重要なVALOR試験でワクチンが73.2%の有効性を達成
2026年3月23日、ファイザーとバルネバは、両社共同開発のライム病ワクチン候補PF-07307405(VLA15としても知られる)が、第3相VALOR臨床試験で主要評価項目を達成したと発表しました。速報結果によると、このワクチンは4回目の接種から28日後以降、確定されたライム病の発症予防において73.2%の有効性を示しました。この結果は、ダニ媒介性疾患の臨床開発において最も進んだ候補である、OspAをベースとした6価ワクチンに強力な裏付けを提供します。
北米とヨーロッパ全域で約10,000人の参加者が登録されたこの成功した試験は、重要な科学的マイルストーンとなります。これらの肯定的な結果を受け、ファイザーは2026年中に米国食品医薬品局(FDA)に生物製剤承認申請(BLA)を、欧州医薬品庁(EMA)に販売承認申請(MAA)を提出する予定です。
データがバルネバの収益化への道を開く
第3相試験の肯定的なデータは、バルネバにとって変革的な出来事であり、同社はこのワクチンを短期的に最も重要な価値創造ドライバーとして一貫して説明してきました。同社は困難な財政状況を乗り越えており、2025会計年度には1億7,470万ユーロの収益に対し、1億1,520万ユーロの純損失を報告していました。

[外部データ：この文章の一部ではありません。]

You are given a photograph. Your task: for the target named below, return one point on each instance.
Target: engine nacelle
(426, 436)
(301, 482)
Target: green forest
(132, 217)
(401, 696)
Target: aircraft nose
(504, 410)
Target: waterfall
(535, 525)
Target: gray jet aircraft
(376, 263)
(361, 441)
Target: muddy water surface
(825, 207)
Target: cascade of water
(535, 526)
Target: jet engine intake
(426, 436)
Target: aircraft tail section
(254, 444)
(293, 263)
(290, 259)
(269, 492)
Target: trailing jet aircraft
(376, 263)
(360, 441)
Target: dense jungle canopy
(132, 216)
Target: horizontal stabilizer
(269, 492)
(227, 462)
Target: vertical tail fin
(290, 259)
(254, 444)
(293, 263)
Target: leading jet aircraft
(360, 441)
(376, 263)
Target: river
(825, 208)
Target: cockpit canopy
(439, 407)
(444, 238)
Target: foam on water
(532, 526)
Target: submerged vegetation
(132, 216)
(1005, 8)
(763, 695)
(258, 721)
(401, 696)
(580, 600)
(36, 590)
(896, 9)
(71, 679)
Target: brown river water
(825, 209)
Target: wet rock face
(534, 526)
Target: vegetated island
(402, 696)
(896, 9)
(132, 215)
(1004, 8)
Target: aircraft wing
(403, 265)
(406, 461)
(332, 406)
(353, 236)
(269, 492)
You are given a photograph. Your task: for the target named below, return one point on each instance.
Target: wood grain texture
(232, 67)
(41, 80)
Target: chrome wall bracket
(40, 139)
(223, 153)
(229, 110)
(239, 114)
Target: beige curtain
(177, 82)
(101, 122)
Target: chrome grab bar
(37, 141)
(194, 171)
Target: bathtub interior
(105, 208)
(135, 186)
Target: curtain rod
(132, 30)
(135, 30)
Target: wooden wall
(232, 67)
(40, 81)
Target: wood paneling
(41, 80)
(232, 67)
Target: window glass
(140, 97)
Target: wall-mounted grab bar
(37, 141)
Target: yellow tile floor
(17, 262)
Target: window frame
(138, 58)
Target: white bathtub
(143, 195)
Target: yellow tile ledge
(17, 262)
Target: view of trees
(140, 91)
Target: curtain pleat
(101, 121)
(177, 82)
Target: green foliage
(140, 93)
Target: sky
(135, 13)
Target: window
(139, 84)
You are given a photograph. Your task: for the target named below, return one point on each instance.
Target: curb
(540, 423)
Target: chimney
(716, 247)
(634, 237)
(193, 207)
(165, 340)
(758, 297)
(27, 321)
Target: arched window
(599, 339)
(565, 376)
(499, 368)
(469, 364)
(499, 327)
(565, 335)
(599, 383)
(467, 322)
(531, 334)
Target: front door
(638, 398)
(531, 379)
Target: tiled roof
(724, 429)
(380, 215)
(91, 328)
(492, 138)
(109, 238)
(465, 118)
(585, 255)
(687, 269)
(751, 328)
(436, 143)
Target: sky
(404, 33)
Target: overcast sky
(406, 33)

経営陣は、ライム病ワクチンの承認と商業化の成功が、自立達成の前提条件であると示唆していました。
VALOR試験の成功は、ファイザーとのパートナーシップにおける有利な条件を直接的に発動させます。規制当局の承認と最初の商業販売後、バルネバは初期マイルストーン支払いとして1億4,300万ドルを受け取る資格があります。この契約には、14%から22%の範囲の段階的な販売ロイヤルティに加え、累計販売マイルストーンとして最大1億ドルが追加で含まれます。この潜在的な収益源は、バルネバが営業損失を逆転させ、将来のパイプラインに資金を供給するための明確な道筋を提供し、専門ワクチン会社にとって重要な転換点となります。